The U.S. Bureau of Labor Statistics says that unemployment is 9.1% nationally and has held there for several months.  Michigan’s is over 15% and California and a couple of others are over 12%.  I read a blog by a man watching the stats in California and he said, “Counting people who are no longer collecting unemployment, never received unemployment because they didn’t qualify or people who are working part time just to have a little income – [the unemployment rate is] more like 19-22 percent.”

Well, this picture isn’t pretty and it is affecting so many areas of life.  Besides what we cannot buy it is hard on a marriage and it is difficult for kids who have been used to having whatever they need and most of what they want.  They will get over it but it should make those who are employed a little more grateful for their jobs.

SO, the real crux of my thinking today is about the wives of men who are doing whatever they can to hold onto their jobs and maybe taking a job that is less than they have had before.  I am fully aware that women are in the same boat but this post is being written out of concern for women’s responses to their husband’s changes in job situations.  Many  men are working longer hours and/or they may be bringing home less pay.  The job may not be in the same category as they used to work in.  These are humbling times.

I had a conversation with someone whose husband has kept his job but the number of hours he has to work is much greater.  She is feeling sorry for him because of the physical strain – and sorry for herself because she is alone a lot.  Another friend’s husband is also working the same job he’s had for years but the perks were cut back a couple of years ago and this year the responsibilities were rearranged.  Financially this was an advantage to his company but a disadvantage to their personal finances.  The stories go on and on.

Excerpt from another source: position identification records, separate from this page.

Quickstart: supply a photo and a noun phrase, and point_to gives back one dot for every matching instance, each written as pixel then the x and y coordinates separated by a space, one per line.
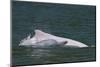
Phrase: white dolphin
pixel 41 37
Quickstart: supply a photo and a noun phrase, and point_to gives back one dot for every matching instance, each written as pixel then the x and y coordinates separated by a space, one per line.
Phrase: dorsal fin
pixel 40 35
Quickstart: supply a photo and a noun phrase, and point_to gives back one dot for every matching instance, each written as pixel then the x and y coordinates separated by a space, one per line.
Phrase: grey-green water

Christian wives, do you think God is unaware?  Has all this happened so that we will be personally inconvenienced?  Is anger with our husbands going to help our marriages for a minute?  Is disappointment with a new job going to show respect to the man who has loved and cared for you for years?   

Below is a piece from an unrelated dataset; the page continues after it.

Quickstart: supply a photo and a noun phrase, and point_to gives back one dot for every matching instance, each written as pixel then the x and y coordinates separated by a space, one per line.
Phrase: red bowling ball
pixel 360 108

Several years ago my husband took a new job and – for reasons beyond his control – had to start working long hours – ridiculously long hours.  Our kids were out of the house and it was a lonely time for me.  I started to listen to lies like, “If he loved you he wouldn’t work these hours.”  “If he really cared about you he would just tell them he needs to go home.”  “A real Christian man would never leave his wife for this many hours.”   I’m sure I was a joy to come home to!!

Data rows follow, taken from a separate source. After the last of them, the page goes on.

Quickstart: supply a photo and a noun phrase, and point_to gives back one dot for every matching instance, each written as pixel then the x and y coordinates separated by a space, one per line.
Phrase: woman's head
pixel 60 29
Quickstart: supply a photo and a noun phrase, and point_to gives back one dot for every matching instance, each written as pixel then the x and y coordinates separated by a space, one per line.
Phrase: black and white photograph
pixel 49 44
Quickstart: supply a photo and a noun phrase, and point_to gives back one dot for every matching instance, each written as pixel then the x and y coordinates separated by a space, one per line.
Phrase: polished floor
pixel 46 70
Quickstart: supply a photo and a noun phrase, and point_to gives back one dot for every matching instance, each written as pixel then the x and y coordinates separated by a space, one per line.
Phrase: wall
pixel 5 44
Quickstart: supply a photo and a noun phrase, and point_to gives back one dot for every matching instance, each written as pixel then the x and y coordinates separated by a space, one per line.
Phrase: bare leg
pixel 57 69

IN my study of the scripture during this time God showed me a truth.  The truth was from 2 Corinthians 12:9, “My grace is sufficient for you.”  And so it was.  I started to counter my untrue thoughts with true ones.  “My husband has always worked hard and cared about me.”  “He would not do this if it wasn’t necessary.”  When he is here he is devoted and loving.”  God will never leave me nor forsake me.  He will be sufficient if I turn to Him.   

It took a few days of praying and reminding myself of the truth about my husband and my God, but the resentment toward my husband went away.  I am sure it was a lot easier to come home again!  

I was so happy this lady who talked to me could see that her husband was doing what he needs to do to keep his job in an economy that doesn’t promise anything new and better if he left the one he has.  My fear is for the marriage of that woman who wants to complain because, in a difficult economy, her husband isn’t living up to her expectations.  She is unhappy with the hours, the pay, or the kind of job her husband has taken.  The lie that we believe is, “things can be like they always have been.”  The truth to replace that lie is that, unless the economy improves drastically soon, “any job is a good job.”   

An excellent wife who can find?  She is far more precious than jewels. The heart of her husband trusts in her, and he will have no lack of gain. She does him good, and not harm, all the days of her life.  Proverbs 31:10-12   

I think the questions every wife needs to answer are, “How can I encourage and respect my husband given the current set of circumstances?”  “How can I do him good and not harm?”